We glimpse this loving generosity in the remarkable story of Jesus and the woman at the well.

Jesus is travelling to Galilee and, we are told, had to go through Samaria.  He is tired, thirsty so sits by the well, longing for a drink of water and no means of reaching it, when along comes a Samaritan woman to draw water.   Would these two people play by the rules of how culture and religion dictated how God ‘ought’ to work; or would they be open to God’s providing in unexpected and surprising ways!

What follows is astonishing, not least because the barriers between the two people are great – Jesus a Jew; the unnamed woman a Samaritan.  A wall of separation divides Jew and Samaritan just as great as the wall of separation today between Jew and Palestinian.  A wall built then with bricks of fear, bigotry and suspicion just as it is today.  Men and women would not talk to one another in public – it was considered highly inappropriate.

Yet here is a woman who, it appears, is outcast by her own people for she comes to the well at noon – the hottest part of the day.  Women would normally go together to draw water early in the morning or late in the afternoon when it is cooler.  They do it in company, a time for social interaction, and a chance to catch up with neighbours and the news of family.  But this woman goes alone at a time when she is far less likely to find anyone else around – avoiding gossip, snide comments and the possibility of being hurt – yet again.

Jesus opens this extraordinary conversation by inviting the Samaritan woman to give him a drink.  As the conversation unfolds, He promises her ‘living’ water; a term familiar to people of that time; it spoke of fresh, flowing, sparkling water as opposed to that which was stale, brackish.   How the woman longs for this.  But what Jesus is offering is something quite different; a source of life flowing within her, enabling her to be truly and joyfully herself.  So she is unsure about what Jesus is really offering, doesn’t understand and yet deep within the core of her being, feels something is changing, something for which she has been longing.
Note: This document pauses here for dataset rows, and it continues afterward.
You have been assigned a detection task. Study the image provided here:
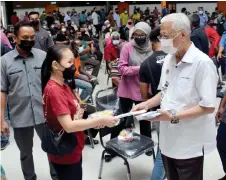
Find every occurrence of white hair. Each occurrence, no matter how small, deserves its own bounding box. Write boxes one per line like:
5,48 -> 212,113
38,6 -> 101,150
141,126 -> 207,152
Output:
161,13 -> 191,35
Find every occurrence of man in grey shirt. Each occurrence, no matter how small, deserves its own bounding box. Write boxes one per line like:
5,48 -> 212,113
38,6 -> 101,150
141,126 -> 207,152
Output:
28,11 -> 54,52
1,22 -> 58,180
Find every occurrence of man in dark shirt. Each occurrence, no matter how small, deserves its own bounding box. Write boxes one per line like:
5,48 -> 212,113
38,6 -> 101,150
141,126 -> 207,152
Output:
190,14 -> 209,55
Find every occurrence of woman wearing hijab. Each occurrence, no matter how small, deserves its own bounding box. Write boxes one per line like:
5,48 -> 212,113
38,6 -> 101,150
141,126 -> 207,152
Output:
105,22 -> 152,162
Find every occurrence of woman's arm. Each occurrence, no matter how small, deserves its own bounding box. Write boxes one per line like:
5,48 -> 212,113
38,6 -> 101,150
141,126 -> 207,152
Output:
118,44 -> 140,76
57,114 -> 118,133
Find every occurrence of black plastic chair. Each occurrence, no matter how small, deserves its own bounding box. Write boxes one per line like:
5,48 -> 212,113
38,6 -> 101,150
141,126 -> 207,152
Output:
98,127 -> 155,180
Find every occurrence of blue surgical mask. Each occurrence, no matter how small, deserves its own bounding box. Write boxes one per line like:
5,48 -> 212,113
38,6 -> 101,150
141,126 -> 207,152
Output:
78,46 -> 84,53
112,40 -> 119,45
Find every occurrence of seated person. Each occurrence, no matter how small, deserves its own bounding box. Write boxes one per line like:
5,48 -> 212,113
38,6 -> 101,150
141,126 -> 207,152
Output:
66,20 -> 75,37
104,31 -> 120,64
110,59 -> 121,87
75,31 -> 101,77
55,26 -> 69,45
71,40 -> 93,102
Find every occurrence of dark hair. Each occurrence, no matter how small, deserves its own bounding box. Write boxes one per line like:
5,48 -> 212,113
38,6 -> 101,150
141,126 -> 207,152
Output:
190,14 -> 200,27
28,11 -> 39,18
14,21 -> 33,36
150,27 -> 160,43
41,44 -> 75,93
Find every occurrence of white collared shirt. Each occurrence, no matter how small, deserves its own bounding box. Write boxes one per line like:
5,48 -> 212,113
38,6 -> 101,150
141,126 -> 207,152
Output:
159,44 -> 218,159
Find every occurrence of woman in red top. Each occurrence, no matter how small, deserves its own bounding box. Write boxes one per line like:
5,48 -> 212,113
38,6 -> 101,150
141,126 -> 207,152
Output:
41,45 -> 118,180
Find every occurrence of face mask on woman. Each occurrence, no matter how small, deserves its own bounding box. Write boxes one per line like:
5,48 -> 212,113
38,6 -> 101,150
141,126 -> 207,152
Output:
134,36 -> 147,46
61,64 -> 76,79
160,33 -> 181,55
112,40 -> 119,45
78,46 -> 84,53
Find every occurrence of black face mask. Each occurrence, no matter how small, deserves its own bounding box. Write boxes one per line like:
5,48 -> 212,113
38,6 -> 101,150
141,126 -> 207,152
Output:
134,37 -> 147,46
31,20 -> 39,27
18,40 -> 35,52
61,64 -> 76,80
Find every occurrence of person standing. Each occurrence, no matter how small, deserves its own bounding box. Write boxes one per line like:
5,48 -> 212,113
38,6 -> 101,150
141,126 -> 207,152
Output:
133,13 -> 218,180
216,88 -> 226,180
139,28 -> 167,180
120,9 -> 129,37
41,45 -> 119,180
23,11 -> 29,22
10,12 -> 20,27
113,8 -> 121,30
205,20 -> 221,58
1,22 -> 58,180
217,22 -> 226,82
28,11 -> 54,52
105,22 -> 152,162
190,14 -> 209,55
92,7 -> 100,37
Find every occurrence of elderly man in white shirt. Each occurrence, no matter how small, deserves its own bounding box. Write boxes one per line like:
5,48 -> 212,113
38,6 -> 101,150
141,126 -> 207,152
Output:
92,7 -> 100,37
133,13 -> 218,180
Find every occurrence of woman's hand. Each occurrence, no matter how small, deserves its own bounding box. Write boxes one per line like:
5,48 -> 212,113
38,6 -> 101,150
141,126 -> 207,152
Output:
101,116 -> 119,127
150,109 -> 173,121
216,107 -> 224,122
131,101 -> 149,112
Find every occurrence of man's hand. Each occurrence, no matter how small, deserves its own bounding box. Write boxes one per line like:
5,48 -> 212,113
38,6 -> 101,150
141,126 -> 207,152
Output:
131,101 -> 150,112
216,107 -> 224,122
150,109 -> 173,121
1,120 -> 9,136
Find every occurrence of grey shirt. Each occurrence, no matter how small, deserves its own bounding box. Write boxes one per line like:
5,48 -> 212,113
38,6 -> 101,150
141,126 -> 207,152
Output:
34,27 -> 54,52
1,48 -> 46,128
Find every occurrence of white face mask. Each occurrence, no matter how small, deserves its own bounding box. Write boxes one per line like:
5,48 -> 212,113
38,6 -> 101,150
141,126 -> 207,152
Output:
78,46 -> 84,53
62,28 -> 66,32
112,40 -> 119,45
160,33 -> 180,55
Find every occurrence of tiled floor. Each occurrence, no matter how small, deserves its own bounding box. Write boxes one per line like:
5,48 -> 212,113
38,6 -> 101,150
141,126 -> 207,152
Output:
1,61 -> 224,180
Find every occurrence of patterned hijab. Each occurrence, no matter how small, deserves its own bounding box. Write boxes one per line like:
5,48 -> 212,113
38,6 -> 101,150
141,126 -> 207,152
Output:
131,22 -> 152,53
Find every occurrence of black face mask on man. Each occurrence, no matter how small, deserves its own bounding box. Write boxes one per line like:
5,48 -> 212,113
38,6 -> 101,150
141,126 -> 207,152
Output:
134,36 -> 147,46
61,64 -> 76,79
18,40 -> 35,52
30,20 -> 39,27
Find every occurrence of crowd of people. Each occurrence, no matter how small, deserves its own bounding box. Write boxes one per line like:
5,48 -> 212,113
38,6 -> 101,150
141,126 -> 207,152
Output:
1,3 -> 226,180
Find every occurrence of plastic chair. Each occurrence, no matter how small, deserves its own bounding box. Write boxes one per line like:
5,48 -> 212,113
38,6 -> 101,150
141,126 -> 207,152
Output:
98,127 -> 155,180
96,87 -> 155,180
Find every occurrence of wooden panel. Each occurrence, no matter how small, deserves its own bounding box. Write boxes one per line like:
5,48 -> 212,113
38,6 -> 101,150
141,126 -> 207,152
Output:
217,1 -> 226,14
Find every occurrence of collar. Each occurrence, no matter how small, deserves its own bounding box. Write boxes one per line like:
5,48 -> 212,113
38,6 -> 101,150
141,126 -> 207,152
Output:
171,43 -> 196,66
13,47 -> 34,59
181,43 -> 196,64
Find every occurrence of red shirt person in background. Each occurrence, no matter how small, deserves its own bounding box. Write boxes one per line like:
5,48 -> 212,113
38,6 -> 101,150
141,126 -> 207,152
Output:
41,45 -> 118,180
205,20 -> 220,58
10,12 -> 20,27
104,31 -> 120,62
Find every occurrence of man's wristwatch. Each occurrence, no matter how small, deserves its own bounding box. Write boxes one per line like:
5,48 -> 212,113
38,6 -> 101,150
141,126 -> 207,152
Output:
170,110 -> 180,124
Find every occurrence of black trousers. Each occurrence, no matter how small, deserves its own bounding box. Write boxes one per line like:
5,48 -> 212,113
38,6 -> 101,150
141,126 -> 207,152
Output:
217,122 -> 226,173
162,154 -> 204,180
111,97 -> 151,139
52,160 -> 82,180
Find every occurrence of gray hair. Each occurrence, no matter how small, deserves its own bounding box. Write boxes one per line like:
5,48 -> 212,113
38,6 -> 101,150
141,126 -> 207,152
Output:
161,13 -> 191,35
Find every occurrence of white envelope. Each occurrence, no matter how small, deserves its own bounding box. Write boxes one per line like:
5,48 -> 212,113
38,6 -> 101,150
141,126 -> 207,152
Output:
136,111 -> 160,121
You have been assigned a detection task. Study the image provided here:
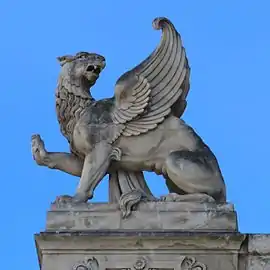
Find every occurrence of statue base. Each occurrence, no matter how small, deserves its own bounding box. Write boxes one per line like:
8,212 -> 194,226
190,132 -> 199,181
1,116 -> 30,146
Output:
35,202 -> 270,270
46,202 -> 238,232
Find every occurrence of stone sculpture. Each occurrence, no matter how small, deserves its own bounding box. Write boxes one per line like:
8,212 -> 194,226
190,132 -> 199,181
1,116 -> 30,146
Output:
32,18 -> 226,214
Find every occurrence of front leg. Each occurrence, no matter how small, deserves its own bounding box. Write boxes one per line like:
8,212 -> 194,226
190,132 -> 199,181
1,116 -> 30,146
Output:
73,142 -> 114,203
32,135 -> 83,177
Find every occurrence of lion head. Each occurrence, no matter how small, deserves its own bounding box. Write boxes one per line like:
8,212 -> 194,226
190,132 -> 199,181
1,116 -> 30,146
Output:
57,52 -> 106,85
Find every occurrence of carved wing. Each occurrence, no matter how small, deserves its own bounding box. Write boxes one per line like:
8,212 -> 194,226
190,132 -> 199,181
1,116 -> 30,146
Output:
112,18 -> 190,136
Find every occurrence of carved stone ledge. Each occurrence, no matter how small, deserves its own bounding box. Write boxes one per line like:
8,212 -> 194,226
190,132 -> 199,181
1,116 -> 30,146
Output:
72,257 -> 99,270
46,202 -> 238,232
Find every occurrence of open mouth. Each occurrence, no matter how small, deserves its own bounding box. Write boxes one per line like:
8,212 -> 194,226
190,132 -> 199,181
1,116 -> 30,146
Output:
86,65 -> 101,75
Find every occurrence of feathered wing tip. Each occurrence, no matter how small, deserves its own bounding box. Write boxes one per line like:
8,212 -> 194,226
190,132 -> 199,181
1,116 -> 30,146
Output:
112,18 -> 190,136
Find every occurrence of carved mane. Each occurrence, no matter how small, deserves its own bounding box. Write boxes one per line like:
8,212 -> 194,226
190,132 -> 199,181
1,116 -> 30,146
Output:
55,78 -> 94,142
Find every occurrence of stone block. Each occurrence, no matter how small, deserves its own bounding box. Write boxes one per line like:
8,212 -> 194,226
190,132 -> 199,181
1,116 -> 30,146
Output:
46,202 -> 238,232
35,230 -> 245,270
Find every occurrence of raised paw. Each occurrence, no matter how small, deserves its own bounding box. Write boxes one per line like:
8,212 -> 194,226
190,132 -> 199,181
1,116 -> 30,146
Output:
31,134 -> 48,165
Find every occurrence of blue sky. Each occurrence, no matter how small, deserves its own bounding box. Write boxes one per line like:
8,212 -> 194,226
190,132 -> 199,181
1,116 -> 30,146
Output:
0,0 -> 270,270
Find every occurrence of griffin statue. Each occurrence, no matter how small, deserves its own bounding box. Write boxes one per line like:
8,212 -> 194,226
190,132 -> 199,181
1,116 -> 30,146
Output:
32,18 -> 226,215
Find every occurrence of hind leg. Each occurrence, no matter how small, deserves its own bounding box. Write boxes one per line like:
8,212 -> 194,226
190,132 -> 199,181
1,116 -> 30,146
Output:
165,151 -> 226,202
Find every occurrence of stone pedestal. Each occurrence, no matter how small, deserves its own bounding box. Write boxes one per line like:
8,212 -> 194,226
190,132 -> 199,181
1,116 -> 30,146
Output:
35,202 -> 270,270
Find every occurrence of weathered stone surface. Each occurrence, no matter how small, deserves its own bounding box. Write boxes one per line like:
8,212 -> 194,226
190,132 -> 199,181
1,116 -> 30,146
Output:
32,17 -> 226,209
35,231 -> 245,270
46,202 -> 237,232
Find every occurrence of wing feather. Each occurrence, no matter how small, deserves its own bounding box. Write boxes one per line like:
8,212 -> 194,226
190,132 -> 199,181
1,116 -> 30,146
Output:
112,18 -> 190,136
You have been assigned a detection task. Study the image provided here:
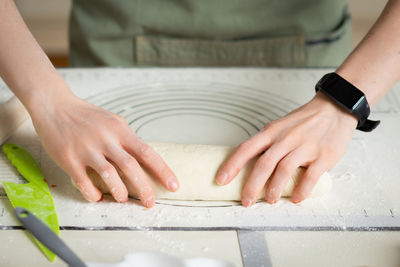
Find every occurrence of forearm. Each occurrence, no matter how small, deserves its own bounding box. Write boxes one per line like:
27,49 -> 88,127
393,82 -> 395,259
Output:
0,0 -> 72,113
336,0 -> 400,105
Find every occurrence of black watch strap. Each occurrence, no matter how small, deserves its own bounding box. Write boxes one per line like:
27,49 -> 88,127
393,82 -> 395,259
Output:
315,72 -> 380,132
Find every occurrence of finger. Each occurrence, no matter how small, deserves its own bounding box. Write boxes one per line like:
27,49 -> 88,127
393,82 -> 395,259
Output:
89,155 -> 128,202
265,147 -> 314,204
242,143 -> 290,207
216,130 -> 271,185
291,160 -> 327,203
124,135 -> 179,192
67,161 -> 103,202
108,147 -> 155,208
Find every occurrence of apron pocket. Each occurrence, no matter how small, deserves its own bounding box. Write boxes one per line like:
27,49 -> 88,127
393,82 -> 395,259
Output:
135,36 -> 305,67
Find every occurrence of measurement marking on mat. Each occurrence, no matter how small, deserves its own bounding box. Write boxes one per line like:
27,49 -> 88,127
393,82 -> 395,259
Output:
338,210 -> 343,218
364,209 -> 368,217
389,209 -> 394,218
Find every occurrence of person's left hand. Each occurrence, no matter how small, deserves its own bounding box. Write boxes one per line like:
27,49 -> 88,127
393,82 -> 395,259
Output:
216,93 -> 357,207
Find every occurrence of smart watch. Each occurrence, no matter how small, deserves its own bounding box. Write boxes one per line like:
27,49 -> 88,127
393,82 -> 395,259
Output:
315,72 -> 380,132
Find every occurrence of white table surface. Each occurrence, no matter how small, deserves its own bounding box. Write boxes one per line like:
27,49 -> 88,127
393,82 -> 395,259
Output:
0,68 -> 400,266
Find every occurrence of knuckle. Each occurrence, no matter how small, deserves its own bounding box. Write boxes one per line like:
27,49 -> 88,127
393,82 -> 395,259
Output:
237,140 -> 250,151
140,144 -> 154,159
120,156 -> 137,170
262,120 -> 278,132
278,160 -> 293,175
254,154 -> 272,169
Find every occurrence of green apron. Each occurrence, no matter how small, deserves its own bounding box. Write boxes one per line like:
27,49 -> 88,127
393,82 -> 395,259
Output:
70,0 -> 352,67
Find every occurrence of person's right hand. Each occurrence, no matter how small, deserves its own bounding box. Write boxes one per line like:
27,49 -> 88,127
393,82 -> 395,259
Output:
30,90 -> 179,207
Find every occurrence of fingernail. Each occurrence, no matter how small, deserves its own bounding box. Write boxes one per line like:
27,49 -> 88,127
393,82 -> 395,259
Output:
167,178 -> 179,191
267,199 -> 278,204
217,171 -> 228,185
292,197 -> 301,204
242,198 -> 254,207
100,171 -> 110,182
143,196 -> 154,208
97,194 -> 104,202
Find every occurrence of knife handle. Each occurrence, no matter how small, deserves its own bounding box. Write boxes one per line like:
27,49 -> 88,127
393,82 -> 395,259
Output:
14,207 -> 87,267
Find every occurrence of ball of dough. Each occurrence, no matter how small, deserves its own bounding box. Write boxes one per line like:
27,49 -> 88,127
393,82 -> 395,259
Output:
79,142 -> 332,201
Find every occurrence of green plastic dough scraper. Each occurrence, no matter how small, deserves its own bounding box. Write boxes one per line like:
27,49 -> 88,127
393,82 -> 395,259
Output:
3,144 -> 60,262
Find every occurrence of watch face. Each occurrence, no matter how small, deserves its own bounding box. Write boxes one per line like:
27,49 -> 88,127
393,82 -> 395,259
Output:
324,74 -> 365,110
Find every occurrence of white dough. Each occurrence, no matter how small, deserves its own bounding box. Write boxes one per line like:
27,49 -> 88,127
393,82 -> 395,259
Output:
89,142 -> 332,200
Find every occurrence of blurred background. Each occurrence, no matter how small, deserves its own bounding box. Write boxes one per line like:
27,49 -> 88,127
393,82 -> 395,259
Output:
15,0 -> 386,67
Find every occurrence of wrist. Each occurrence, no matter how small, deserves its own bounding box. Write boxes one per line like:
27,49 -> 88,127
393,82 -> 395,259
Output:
25,80 -> 77,118
311,92 -> 358,128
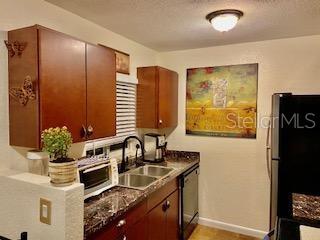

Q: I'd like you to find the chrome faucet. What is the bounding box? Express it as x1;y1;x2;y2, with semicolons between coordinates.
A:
120;136;144;173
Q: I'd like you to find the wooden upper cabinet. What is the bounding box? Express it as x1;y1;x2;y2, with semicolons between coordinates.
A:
39;28;86;142
87;44;116;139
137;66;178;128
8;25;116;148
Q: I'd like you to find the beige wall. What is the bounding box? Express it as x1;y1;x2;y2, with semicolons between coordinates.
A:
0;0;320;234
158;36;320;230
0;0;156;170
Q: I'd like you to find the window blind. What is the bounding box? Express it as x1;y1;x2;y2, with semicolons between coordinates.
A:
116;81;137;137
85;73;138;150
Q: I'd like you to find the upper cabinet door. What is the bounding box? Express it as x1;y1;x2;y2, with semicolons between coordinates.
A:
158;67;178;128
87;44;116;139
39;28;86;142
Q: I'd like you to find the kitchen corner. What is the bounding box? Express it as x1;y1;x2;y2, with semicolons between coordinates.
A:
84;151;200;239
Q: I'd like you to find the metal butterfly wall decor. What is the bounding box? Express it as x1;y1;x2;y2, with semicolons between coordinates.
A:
4;41;27;57
9;76;36;106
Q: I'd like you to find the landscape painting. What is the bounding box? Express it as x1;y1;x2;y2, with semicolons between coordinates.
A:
186;63;258;138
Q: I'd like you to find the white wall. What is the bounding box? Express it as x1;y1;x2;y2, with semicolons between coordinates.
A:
0;172;84;240
0;0;156;171
158;36;320;231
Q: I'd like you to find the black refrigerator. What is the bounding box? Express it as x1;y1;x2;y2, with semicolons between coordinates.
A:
267;93;320;230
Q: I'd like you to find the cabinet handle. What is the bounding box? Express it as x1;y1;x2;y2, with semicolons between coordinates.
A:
117;219;127;228
166;200;170;210
162;202;168;212
87;125;93;137
81;124;88;139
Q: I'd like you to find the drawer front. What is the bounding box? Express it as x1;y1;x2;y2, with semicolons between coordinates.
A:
89;200;147;240
148;178;178;211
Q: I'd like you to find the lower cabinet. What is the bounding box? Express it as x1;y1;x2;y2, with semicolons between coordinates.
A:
125;217;148;240
148;190;179;240
89;179;179;240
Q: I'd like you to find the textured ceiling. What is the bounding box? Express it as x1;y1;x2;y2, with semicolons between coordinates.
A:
46;0;320;51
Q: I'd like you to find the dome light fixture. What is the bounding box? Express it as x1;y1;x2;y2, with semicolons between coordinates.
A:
206;9;243;32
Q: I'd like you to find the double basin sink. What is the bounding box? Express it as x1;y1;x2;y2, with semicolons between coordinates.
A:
118;165;174;190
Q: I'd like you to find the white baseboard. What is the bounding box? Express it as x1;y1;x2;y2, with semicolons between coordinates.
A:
199;217;267;239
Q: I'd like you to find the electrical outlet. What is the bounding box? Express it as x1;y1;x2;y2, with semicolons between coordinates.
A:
40;198;51;225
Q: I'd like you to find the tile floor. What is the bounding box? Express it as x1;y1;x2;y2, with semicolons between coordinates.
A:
189;225;260;240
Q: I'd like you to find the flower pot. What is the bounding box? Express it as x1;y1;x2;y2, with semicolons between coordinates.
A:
49;159;77;187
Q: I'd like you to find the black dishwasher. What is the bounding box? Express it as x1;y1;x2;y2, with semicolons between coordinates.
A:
179;164;200;240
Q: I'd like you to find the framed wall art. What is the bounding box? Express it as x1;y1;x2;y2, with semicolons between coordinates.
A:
186;63;258;138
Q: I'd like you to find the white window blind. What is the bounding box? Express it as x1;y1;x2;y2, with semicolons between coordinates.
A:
116;81;136;137
85;73;138;150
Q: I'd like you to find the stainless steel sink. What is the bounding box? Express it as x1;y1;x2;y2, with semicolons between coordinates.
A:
130;165;174;177
118;173;158;190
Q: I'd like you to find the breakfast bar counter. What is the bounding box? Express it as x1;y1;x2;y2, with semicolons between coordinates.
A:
84;151;200;239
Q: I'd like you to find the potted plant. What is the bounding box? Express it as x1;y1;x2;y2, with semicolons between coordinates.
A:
41;127;77;186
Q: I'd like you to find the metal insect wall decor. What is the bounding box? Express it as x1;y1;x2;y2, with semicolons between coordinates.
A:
9;76;36;106
4;41;27;57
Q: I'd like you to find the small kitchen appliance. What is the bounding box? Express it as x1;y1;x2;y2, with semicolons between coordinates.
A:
77;157;119;199
144;133;167;163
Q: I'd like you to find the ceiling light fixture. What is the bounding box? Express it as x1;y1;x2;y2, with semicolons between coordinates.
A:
206;9;243;32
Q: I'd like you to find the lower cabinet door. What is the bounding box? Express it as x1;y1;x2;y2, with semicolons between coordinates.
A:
166;190;179;240
124;217;148;240
148;201;166;240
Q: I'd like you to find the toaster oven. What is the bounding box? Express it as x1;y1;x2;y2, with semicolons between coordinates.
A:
77;158;118;199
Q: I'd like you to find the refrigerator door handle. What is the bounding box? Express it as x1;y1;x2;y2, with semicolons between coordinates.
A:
271;94;283;160
266;116;272;180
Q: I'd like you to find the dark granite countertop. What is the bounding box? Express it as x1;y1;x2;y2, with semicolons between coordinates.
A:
84;151;200;239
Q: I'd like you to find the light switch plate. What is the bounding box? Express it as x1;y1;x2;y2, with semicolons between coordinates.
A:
40;198;51;225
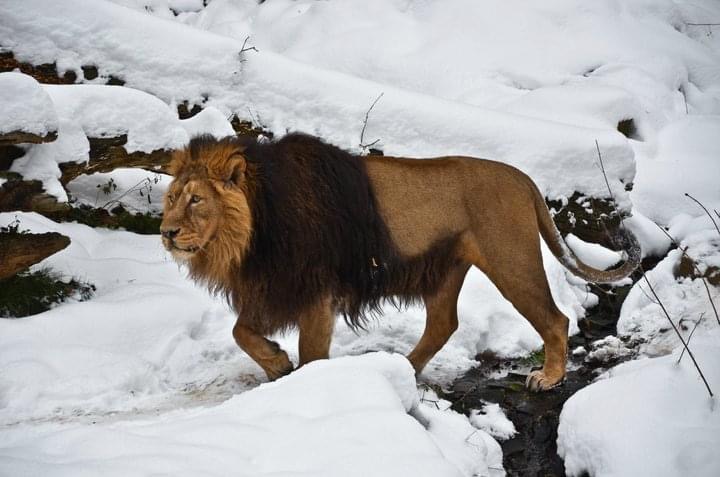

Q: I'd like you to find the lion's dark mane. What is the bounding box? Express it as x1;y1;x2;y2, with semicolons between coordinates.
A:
201;134;457;333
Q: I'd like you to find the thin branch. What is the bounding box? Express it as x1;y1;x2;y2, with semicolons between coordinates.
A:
240;35;260;54
238;35;260;63
360;92;385;150
640;265;713;397
685;192;720;235
595;139;713;398
677;313;705;364
653;222;720;325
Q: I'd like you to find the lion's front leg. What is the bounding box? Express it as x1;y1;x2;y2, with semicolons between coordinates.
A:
233;321;293;380
298;298;335;366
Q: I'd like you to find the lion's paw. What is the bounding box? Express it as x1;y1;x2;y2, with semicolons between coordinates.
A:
525;370;564;392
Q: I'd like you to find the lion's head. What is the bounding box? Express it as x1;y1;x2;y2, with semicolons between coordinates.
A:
160;136;252;282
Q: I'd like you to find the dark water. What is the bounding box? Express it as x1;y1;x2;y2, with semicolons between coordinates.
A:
443;280;630;477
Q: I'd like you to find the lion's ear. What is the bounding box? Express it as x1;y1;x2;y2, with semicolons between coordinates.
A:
225;151;247;185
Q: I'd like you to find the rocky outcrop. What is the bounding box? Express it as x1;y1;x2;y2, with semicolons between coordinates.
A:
60;135;172;185
0;131;57;147
0;231;70;280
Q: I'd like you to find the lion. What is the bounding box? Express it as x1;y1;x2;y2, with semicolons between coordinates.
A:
160;134;640;391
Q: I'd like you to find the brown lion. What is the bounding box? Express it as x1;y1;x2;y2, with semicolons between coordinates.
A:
161;134;640;390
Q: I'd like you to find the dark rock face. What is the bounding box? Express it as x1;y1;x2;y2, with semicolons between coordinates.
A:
547;192;620;248
60;135;172;185
0;131;57;147
0;52;77;84
0;232;70;280
443;255;640;477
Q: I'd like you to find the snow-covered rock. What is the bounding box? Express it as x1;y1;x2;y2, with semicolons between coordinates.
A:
0;353;502;477
558;330;720;477
0;72;58;138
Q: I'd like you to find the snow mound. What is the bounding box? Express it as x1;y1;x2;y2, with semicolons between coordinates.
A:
180;106;235;139
45;85;188;152
66;168;172;214
470;402;517;439
558;330;720;477
631;114;720;224
0;353;502;477
0;73;58;136
0;0;640;203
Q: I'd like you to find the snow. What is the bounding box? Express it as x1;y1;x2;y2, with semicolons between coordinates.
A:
0;0;720;475
10;118;90;202
45;85;188;152
470;403;517;440
558;218;720;477
0;0;634;203
565;234;622;270
0;353;502;477
558;330;720;477
632;114;720;224
617;216;720;356
66;168;172;214
0;210;585;423
0;73;58;136
180;106;235;139
11;79;235;201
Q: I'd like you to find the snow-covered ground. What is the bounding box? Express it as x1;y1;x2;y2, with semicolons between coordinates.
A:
0;0;720;476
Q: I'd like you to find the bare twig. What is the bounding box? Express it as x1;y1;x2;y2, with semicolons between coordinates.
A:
655;224;720;325
238;35;260;63
360;92;385;151
685;192;720;235
240;35;260;53
100;177;157;210
595;139;714;398
677;313;705;364
640;265;714;397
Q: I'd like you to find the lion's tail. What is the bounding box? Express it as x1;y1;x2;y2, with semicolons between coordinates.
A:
533;184;641;283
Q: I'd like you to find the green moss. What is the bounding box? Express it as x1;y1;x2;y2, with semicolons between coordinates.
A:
50;205;162;235
520;348;545;367
0;268;95;318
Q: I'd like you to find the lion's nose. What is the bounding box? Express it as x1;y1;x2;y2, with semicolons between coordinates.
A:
160;229;180;240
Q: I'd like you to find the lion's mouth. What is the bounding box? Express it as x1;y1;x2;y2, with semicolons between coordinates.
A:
170;243;200;253
163;238;202;257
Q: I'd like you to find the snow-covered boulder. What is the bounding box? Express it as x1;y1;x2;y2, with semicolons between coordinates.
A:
0;72;58;141
0;353;502;477
558;330;720;477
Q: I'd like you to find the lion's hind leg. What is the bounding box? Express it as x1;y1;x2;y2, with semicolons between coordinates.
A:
479;238;568;391
233;321;293;380
298;298;335;366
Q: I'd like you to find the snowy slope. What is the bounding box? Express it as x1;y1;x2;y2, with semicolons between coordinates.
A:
0;354;502;477
0;0;720;475
558;330;720;477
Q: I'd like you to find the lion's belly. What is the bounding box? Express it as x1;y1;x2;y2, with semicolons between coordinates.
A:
366;157;468;256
They talk about her relationships, and she quickly realises that incredibly this man knows the details, the truth about her life, a life marked by emotional trauma making it difficult for her to develop deep and lasting relationships; a life that has left her isolated, living in her own wilderness.  Yet here is a man that seems to see into the depths of her being, really knows her.  Even more incredible for the woman is that knowing what he does, Jesus does not condemn her, but treats her with respect and loving kindness, accepts her as she is!

They talk about religion, faith, and the differences in understanding between their communities; the conversation draws to its close in the most astonishing manner:  the woman confesses her faith in the messiah who is to come, and Jesus tells her that he is the messiah.  So He reveals his identity not to his disciples or his own people, but this person who is marginalised three times over – she is a Samaritan, a woman and an outcast among her own people.  We do not even know her name, but Jesus entrusts her with his deepest secret – the truth of who he is.

Her experience of Jesus is brief, her understanding far from complete; she has no training, no commission, but transformed by her experience, the woman leaves what is precious to her – her water jar filled with water – and runs back to Sychar, telling her community – “Come and see…”  And they do, so many of them that Jesus refers to them as a field ready to be harvested.

These stories leave us with encouragement and much to contemplate as our journey continues:

  • God is there with us with the power to transform our lives, even when life feels more like a wilderness.
  • We are known and loved by God, each one of us, as we are! No if’s, no buts!
  • God is not bound by our limited vision and prejudices; He will surprise us, meeting us in the most unexpected people and in the most surprising places.
  • God surprises us in so many ways, not least in our opportunity to say ‘Come and see….’ based on our own experiences.

Are we ready, willing, to be surprised by God?